To understand how they generally work, we need some background on how computers generate random numbers.

The simplest type of (software) random number generator isn’t actually “random” at all. It’s a function that takes a starting number (the seed), and subjects it to a series of mathematical functions to obtain a result, which is the output. When the function is called again, it will use this output as the seed and repeat the process, obtaining another function.
Typically, the original seed is some representation of the system time in microseconds, ensuring that the output is sufficiently unpredictable.

This is the earliest type of pseudo-random number generator still commonly in use¹, and a stream cipher is conceptually just that. The output of the pseudo-random number generator is used to encrypt bits or bytes of the stream (depending on the cipher), for instance through a simple XOR operation.
The cipher key is the RNG’s seed, as using the same key again will produce the exact same sequence of numbers.

There are obvious uses for stream ciphers. One is encryption of telephone conversations, where block ciphers couldn’t possibly be used. Secure wireless internet is another example.

There are also disadvantages, though. One is that stream ciphers are perceived to be less secure, since cascade effects will necessarily be more subtle, and can only work in the forward direction (you can use byte 1 to XOR byte 2 and byte 2 to XOR byte 3, for example, but you can’t work backwards, which many block ciphers do do).
If the output of the random number generator function is sufficiently random, this wouldn’t be an issue (and brute-forcing would essentially be the only way to crack it, and only if you knew what kind of message to expect and there’s a limited key length, as the key is basically used to generate a giant one-time pad; if the function can take a key of any length, it would be uncrackable), but designing a good PRNG is, of course, quite challenging.

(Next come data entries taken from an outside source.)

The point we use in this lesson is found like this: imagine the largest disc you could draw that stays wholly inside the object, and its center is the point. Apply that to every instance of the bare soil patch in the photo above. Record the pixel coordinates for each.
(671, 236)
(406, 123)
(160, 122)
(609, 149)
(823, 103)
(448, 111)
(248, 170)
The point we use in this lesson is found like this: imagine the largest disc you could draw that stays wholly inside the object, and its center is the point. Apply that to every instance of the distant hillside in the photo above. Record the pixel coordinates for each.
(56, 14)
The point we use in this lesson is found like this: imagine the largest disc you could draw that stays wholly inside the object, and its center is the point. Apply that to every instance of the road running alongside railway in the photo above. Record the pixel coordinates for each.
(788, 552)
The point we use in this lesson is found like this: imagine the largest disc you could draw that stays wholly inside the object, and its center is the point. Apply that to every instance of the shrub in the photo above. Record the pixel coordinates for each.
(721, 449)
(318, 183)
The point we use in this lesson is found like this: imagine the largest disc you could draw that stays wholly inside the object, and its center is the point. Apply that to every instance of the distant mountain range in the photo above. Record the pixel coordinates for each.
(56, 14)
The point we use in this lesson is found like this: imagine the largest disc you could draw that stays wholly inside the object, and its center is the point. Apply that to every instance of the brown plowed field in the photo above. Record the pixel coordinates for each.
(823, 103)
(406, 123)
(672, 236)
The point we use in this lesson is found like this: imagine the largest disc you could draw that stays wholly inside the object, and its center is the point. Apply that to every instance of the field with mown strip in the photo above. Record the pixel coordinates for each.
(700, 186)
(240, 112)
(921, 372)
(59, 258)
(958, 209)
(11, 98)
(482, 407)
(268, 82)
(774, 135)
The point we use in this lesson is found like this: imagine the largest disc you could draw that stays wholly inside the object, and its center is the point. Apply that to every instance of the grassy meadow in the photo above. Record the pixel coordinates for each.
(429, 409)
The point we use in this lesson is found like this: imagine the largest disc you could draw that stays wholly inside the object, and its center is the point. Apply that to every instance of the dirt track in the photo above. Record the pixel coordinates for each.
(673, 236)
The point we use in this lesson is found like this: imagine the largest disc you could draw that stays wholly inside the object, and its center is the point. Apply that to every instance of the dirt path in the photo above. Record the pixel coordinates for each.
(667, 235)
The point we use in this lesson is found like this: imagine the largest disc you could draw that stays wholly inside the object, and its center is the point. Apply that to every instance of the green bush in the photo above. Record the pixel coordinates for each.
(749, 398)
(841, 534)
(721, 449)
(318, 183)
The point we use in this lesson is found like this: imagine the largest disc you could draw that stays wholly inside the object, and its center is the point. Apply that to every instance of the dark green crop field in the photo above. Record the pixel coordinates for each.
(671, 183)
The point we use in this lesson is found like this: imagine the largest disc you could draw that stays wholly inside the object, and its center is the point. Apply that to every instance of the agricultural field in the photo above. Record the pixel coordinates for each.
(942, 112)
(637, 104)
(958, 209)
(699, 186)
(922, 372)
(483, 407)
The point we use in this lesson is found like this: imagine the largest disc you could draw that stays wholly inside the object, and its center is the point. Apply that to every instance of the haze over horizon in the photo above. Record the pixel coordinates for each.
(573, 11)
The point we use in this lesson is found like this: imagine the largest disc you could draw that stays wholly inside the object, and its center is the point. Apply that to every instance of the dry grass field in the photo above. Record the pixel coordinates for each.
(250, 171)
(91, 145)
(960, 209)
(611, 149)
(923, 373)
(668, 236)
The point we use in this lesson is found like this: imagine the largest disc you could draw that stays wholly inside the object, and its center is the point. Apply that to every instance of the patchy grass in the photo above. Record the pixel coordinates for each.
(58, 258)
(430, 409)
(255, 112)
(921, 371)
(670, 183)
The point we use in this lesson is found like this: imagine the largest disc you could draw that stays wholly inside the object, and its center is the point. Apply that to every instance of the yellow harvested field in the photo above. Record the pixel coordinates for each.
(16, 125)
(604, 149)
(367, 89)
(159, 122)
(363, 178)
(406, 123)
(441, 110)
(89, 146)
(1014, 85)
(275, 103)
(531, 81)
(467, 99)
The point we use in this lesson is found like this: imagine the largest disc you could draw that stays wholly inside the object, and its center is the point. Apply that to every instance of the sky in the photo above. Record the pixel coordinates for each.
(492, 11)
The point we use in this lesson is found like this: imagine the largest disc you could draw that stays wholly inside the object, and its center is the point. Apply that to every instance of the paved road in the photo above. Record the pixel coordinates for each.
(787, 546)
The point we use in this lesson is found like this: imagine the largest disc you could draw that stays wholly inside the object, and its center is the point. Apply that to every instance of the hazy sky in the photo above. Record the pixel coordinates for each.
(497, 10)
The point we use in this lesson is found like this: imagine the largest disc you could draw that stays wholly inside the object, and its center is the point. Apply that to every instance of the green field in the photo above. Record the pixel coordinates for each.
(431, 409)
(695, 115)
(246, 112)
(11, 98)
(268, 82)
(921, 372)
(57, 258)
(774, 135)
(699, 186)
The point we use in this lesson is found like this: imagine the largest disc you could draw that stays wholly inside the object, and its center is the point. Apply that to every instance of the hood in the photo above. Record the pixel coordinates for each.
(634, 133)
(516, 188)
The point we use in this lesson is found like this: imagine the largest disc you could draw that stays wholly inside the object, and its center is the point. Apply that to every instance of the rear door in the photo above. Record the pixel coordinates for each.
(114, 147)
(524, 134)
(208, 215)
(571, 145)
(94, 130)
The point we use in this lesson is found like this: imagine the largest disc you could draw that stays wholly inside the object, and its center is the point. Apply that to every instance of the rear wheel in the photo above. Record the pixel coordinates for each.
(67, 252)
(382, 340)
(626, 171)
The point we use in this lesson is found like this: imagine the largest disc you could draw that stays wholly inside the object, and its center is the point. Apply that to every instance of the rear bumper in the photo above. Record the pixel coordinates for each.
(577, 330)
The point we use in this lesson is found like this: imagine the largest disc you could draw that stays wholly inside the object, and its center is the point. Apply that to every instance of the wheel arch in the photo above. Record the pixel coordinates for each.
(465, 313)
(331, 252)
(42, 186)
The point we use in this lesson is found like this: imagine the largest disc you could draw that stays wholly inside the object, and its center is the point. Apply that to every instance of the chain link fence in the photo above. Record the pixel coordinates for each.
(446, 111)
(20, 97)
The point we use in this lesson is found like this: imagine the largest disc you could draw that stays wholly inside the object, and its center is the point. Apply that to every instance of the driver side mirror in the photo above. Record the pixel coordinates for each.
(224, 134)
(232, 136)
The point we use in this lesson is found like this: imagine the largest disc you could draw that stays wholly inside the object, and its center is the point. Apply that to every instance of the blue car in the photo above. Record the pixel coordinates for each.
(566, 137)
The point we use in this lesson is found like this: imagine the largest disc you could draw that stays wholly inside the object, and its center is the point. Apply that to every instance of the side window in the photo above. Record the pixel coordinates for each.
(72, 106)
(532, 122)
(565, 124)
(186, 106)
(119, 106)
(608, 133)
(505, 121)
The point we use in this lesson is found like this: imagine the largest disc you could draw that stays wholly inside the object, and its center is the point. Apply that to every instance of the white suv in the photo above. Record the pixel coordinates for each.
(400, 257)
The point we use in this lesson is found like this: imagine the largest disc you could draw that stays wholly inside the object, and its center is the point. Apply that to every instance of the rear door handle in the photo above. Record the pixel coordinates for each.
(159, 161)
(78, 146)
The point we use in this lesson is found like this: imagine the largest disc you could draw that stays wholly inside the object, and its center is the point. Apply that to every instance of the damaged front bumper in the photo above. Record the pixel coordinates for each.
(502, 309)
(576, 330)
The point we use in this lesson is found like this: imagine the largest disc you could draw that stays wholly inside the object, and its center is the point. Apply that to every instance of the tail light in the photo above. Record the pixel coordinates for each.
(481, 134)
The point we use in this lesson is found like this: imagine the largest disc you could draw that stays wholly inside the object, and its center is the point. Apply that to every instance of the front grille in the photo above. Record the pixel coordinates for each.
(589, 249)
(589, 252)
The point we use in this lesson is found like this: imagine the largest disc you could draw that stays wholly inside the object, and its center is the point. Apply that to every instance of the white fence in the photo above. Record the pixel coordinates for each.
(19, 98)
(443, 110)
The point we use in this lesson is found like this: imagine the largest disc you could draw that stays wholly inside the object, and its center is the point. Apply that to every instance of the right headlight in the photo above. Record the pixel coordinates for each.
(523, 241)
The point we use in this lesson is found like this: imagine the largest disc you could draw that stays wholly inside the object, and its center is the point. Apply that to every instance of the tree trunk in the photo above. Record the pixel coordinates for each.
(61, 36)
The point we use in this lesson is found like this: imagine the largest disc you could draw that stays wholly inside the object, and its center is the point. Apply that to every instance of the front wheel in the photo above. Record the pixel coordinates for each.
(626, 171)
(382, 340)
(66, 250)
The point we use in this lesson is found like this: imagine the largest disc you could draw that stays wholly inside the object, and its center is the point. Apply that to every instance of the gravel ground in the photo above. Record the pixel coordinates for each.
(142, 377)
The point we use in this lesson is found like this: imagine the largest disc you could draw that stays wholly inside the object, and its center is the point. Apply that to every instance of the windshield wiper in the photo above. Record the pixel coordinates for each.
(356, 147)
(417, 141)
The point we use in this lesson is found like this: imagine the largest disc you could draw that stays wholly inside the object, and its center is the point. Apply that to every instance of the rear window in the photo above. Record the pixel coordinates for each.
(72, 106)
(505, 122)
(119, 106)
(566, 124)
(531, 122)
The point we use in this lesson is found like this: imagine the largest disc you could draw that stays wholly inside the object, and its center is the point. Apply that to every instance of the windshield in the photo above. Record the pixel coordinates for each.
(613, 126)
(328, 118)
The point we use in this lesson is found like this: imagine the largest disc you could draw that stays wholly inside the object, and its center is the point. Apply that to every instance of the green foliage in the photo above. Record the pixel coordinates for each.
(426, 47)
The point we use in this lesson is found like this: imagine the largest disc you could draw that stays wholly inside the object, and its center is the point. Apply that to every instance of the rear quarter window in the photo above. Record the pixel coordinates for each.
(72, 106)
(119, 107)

Though stream ciphers are conceptually easy to understand, potentially very secure, and very useful, I’m ashamed to admit I couldn’t name a single one off the top of my head, and I have no idea why this is the case. I’d like to think that this is because most of them are proprietary algorithms developed by shitty cell phone companies, but probably I just suck.
You could say simple things like Caesar substitution and Vigenère ciphers are stream ciphers, I guess, since they can be applied to streams, but I’d say they don’t really fit neatly into either category.
Go go gadget Wikipedia.

¹ There are other kinds. If you use the Lunix, /dev/random and /dev/urandom both rely on entropy in the system to generate random numbers of a higher quality, and there is specialised hardware that will, for example, generate random numbers based on thermal noise. Neither of these are suited to stream ciphers, though, as the sequences of numbers they generate aren’t (supposed to be) reproducible.